EGU24-5414, updated on 08 Mar 2024
EGU General Assembly 2024
© Author(s) 2024. This work is distributed under
the Creative Commons Attribution 4.0 License.

Socio-ecological systems modeling on water resources management under uncertainty: A literature review. 

Héctor González-López1, Tim Foster2, Laura Gil-García1, Giuliano Di Baldassarre3, Manuel Pulido-Velazquez4, Jaroslav Mysiak5, and C. Dionisio Pérez-Blanco1
Héctor González-López et al.
  • 1Department of Economics and Economic History, Universidad de Salamanca, Spain (
  • 2School of Mechanical, Aerospace & Civil Engineering, University of Manchester, Manchester M13 9PL, United Kingdom
  • 3Department of Earth Sciences, Uppsala University, Uppsala, Sweden
  • 4Research Institute of Water and Environmental Engineering (IIAMA), Universitat Politècnica de València, 46022 Valencia, Spain
  • 5Euro-Mediterranean Centre on Climate Change and University Ca’ Foscari, Venice, Italy.

Scientists and decision-makers globally confront systemic challenges posed by the intertwining issues of water scarcity and climate change. These challenges give rise to cascading impacts across ecological and socioeconomic systems, often exacerbated by feedback loops and unforeseeable consequences (UNDRR, 2021). As non-linear changes loom, the reliance on consolidative modeling becomes dangerous, risking the activation of disastrous tipping points with severe implications for both nature and humans (Kreibich et al., 2022). The costs associated with neglecting uncertainties in modeling and policy spans diverse domains, including ecosystems, income, employment, capital value, insurance, etc. (UNDRR, 2022; Parrado et al., 2019; Adamson and Loch, 2021). This aligns with the concept of Knightian or deep uncertainty, where the external context, system dynamics, and conflicting outcomes are not fully known or agreed upon (Knight, 1921; Marchau et al., 2019; Lempert et al., 2006). A growing scientific and policy consensus emphasizes the need to move beyond traditional notions of optimality and deterministic prediction in conditions of deep uncertainty. Resilience and robustness emerge as crucial concepts, requiring the development of socio-ecological system (SES) models that explicitly quantify uncertainties (Adamson and Loch, 2021; Di Baldassarre et al., 2016; IPCC, 2021; UNDRR, 2021).

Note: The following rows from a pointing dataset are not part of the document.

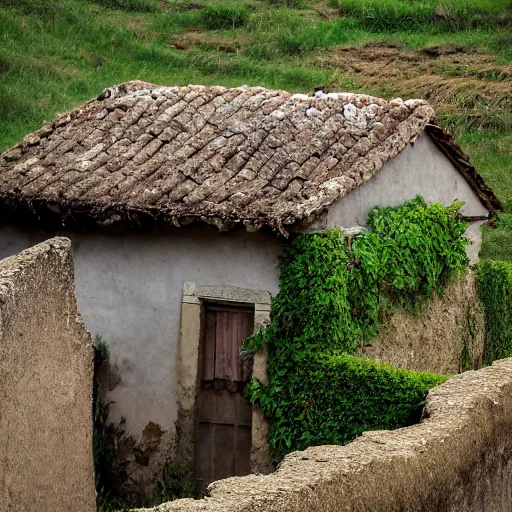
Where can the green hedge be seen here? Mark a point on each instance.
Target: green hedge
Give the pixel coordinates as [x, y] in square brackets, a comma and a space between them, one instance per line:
[339, 397]
[333, 292]
[494, 287]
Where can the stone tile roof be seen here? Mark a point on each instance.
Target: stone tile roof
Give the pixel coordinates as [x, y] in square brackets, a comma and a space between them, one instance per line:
[244, 156]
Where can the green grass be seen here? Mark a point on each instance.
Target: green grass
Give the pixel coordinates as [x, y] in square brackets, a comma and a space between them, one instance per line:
[448, 15]
[56, 54]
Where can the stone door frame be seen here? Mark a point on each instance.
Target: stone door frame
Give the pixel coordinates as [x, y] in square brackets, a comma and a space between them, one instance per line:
[188, 359]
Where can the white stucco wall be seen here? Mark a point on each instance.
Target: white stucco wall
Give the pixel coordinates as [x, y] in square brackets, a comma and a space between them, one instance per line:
[418, 170]
[129, 290]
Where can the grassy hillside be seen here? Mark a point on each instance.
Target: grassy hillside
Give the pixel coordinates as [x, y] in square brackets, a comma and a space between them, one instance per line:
[55, 54]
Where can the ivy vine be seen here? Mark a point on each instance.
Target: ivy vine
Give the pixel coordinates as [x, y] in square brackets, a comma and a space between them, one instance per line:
[334, 291]
[494, 287]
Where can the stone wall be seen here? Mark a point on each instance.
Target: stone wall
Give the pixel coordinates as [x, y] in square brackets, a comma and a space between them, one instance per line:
[433, 340]
[46, 371]
[458, 459]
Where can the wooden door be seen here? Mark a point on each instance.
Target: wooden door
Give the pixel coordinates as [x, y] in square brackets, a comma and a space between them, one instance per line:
[223, 445]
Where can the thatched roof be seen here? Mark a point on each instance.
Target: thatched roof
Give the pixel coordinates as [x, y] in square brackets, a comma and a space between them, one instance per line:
[244, 156]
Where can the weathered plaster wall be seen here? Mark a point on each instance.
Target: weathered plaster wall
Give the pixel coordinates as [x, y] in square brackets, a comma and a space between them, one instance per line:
[458, 459]
[433, 340]
[129, 291]
[46, 361]
[420, 169]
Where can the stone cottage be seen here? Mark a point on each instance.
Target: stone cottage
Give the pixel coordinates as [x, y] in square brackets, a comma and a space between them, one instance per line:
[177, 201]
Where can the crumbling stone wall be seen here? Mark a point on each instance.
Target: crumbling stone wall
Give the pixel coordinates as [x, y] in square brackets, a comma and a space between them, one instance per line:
[445, 336]
[46, 371]
[458, 459]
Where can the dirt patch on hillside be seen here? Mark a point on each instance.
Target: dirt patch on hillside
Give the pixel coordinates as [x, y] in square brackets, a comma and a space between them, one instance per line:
[458, 81]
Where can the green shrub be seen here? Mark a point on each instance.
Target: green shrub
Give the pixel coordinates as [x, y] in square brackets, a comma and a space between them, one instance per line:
[494, 287]
[224, 16]
[337, 398]
[333, 292]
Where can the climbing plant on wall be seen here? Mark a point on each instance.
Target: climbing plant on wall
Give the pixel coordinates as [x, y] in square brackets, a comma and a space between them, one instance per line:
[333, 292]
[494, 287]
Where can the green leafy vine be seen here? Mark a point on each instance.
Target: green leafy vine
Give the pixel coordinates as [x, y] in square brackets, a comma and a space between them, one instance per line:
[334, 291]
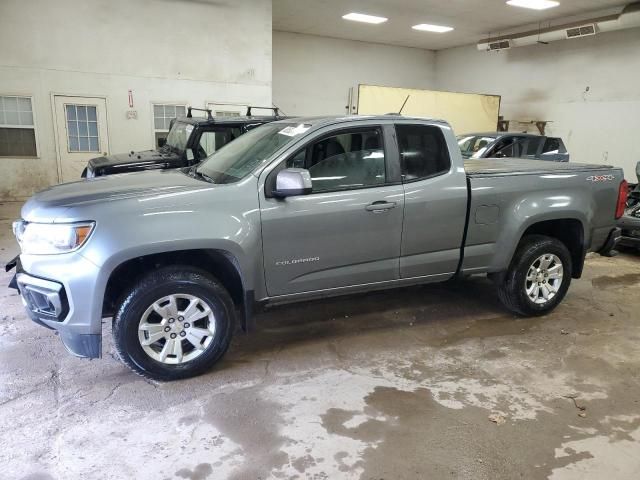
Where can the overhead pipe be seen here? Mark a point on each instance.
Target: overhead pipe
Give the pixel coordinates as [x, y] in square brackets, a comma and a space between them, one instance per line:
[629, 17]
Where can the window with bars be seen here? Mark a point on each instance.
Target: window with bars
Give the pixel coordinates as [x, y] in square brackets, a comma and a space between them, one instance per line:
[17, 130]
[82, 128]
[162, 116]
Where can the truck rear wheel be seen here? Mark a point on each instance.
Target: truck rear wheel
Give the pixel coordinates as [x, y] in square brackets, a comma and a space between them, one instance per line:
[175, 323]
[538, 277]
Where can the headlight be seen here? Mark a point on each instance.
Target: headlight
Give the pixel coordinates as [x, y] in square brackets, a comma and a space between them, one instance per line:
[51, 238]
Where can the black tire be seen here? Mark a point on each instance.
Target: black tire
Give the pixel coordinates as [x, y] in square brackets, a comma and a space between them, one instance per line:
[511, 285]
[170, 281]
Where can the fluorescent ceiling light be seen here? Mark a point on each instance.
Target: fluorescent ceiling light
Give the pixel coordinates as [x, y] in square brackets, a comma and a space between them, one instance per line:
[361, 17]
[425, 27]
[534, 4]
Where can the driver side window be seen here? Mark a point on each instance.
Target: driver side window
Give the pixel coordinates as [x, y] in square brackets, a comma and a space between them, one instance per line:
[352, 159]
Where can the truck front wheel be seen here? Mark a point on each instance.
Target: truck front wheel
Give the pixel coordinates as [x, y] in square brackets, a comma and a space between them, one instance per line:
[174, 323]
[538, 277]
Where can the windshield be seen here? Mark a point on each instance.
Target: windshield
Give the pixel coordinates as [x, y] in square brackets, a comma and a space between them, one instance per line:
[178, 136]
[474, 145]
[240, 157]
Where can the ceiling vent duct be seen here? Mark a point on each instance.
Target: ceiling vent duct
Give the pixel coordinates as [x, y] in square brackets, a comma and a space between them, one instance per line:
[582, 31]
[629, 17]
[501, 45]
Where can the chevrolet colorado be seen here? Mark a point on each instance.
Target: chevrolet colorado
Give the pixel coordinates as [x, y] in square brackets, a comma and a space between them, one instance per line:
[293, 210]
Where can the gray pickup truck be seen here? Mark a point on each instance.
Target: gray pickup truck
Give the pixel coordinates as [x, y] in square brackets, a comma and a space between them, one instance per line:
[294, 210]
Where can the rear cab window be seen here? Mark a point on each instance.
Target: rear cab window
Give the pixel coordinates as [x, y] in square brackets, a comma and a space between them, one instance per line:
[423, 152]
[347, 160]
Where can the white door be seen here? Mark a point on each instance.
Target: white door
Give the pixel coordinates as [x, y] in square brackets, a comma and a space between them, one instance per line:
[81, 133]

Recent research in SES, including coupled human and natural systems and socio-hydrology science, offers innovative modeling techniques integrating human and natural components. These techniques account for feedbacks and heterogeneity between systems, improving insight and the ability to predict tipping points (Gain et al., 2021). Recent studies demonstrate the potential of linking coupled models of human-water systems with sensitivity analysis and multi-system ensembles for robust water management policies (Basheer et al., 2023; Smith et al., 2021).

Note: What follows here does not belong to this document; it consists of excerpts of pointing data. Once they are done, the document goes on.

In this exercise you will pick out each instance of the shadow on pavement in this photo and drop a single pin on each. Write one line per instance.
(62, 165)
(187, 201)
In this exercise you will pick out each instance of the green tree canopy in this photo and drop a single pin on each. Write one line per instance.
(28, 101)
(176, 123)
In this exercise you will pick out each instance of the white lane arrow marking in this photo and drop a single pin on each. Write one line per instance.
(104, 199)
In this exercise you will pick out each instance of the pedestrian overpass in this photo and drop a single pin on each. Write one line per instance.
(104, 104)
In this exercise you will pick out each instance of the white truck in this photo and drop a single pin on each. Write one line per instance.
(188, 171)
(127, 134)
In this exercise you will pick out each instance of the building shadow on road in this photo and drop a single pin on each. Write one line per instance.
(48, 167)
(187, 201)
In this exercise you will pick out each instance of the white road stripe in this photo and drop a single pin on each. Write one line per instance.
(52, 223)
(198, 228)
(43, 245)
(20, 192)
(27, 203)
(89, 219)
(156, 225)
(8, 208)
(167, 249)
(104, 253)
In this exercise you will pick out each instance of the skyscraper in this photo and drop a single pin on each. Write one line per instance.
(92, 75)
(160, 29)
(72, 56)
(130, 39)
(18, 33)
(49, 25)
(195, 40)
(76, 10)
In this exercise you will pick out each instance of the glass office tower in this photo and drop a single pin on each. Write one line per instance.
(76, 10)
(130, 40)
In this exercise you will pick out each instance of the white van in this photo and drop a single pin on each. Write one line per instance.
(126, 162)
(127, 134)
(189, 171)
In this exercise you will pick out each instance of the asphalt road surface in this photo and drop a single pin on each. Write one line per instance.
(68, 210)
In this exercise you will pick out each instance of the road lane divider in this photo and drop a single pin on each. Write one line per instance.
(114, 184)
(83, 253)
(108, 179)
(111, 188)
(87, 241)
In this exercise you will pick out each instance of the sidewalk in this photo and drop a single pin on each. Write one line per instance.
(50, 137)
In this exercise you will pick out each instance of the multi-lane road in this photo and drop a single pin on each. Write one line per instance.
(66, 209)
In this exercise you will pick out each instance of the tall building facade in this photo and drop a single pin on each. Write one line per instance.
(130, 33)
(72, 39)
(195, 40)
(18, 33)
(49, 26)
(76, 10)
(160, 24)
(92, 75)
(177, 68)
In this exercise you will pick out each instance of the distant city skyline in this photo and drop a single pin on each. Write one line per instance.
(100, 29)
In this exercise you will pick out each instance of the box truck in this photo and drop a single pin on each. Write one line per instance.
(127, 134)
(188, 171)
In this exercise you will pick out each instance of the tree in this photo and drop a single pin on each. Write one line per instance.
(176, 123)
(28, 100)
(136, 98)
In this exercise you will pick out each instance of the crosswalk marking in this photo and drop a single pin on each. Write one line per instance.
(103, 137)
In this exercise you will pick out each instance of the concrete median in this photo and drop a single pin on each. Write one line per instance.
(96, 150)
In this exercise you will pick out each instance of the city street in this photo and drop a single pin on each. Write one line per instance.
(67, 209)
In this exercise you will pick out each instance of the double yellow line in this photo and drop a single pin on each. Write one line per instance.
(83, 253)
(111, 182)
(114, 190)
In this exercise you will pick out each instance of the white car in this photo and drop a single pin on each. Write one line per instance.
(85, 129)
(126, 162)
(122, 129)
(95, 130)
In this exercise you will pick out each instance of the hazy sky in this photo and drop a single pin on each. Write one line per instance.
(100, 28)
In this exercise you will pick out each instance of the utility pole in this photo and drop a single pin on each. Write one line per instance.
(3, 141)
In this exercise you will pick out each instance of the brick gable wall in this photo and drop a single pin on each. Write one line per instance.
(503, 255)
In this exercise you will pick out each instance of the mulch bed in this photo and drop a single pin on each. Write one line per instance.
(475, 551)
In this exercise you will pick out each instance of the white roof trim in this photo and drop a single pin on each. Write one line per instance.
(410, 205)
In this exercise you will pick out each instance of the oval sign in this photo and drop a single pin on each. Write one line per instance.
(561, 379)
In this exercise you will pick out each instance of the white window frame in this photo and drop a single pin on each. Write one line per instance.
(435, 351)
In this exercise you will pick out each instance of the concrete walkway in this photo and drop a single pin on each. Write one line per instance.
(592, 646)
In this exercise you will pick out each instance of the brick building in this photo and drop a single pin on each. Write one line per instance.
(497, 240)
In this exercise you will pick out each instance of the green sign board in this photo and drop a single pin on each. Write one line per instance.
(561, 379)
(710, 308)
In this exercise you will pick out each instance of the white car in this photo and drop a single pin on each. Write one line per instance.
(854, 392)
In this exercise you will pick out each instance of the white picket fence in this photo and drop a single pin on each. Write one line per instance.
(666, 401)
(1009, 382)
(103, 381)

This review initially identified 2160 papers, filtering them to 198 studies that account quantitatively modelling in, both human and water systems. The geographical focus spans the USA, Europe, Australia, the Middle East, South America, China, and East Africa. The models range from piecewise equations to full-fledged representations. However, structural uncertainties are seldom explored, with only 3.5% of studies conducting multi-model ensemble experiments. This highlights a significant oversight in recognizing biases from simplifications. Conversely, parameter uncertainties are more frequently addressed (20.2%), focusing on hydrology, groundwater, behavioral, infrastructure, climatic, economic, and agronomic variables. Input uncertainties, notably contemporary (discharge data) and future (climate change) inputs, are extensively studied (148 out of 198), employing methods like expert judgment and Monte Carlo simulations. Despite this, the review highlights a limited exploration of structural uncertainties and the potential inadequacy of linear piecewise equations, emphasizing the need for more nuanced and robust approaches to enhance the accuracy and reliability of socio-environmental systems modeling.

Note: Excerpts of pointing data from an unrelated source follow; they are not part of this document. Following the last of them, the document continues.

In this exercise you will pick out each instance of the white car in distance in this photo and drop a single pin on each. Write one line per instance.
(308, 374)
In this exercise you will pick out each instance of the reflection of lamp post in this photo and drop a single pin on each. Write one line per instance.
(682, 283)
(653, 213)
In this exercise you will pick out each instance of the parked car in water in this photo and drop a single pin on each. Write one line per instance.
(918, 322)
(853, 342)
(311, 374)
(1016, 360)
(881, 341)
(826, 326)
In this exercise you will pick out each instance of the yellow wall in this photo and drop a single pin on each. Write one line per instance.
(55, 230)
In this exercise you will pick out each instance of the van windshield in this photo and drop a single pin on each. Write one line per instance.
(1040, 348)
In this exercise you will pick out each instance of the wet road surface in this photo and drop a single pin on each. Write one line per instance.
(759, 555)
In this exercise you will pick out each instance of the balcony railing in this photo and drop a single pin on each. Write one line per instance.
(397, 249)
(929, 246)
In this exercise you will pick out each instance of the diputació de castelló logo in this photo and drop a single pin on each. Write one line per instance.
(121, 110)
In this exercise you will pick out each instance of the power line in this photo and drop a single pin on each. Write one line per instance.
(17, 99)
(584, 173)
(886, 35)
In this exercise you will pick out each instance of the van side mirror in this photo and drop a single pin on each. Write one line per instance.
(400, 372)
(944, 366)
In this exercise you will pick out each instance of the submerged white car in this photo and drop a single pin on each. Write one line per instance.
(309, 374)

Based on this study, we make the following recommendations to mainstream uncertainty quantification into SES modeling: (i) Quantify parameter and structural uncertainties within systems, (ii) Quantify structural uncertainties between models, (iii) Input uncertainties must be more thoroughly assessed and model assumptions systematically revised, (iv) Deliver actionable science that mainstreams uncertainty quantification into decision making, (v) Establish balanced stakeholder engagement and clear and transparent science-policy engagement rules, (vi) Balance complexity and usefulness to keep the model relevant.

How to cite: González-López, H., Foster, T., Gil-García, L., Di Baldassarre, G., Pulido-Velazquez, M., Mysiak, J., and Pérez-Blanco, C. D.: Socio-ecological systems modeling on water resources management under uncertainty: A literature review. , EGU General Assembly 2024, Vienna, Austria, 14–19 Apr 2024, EGU24-5414,, 2024.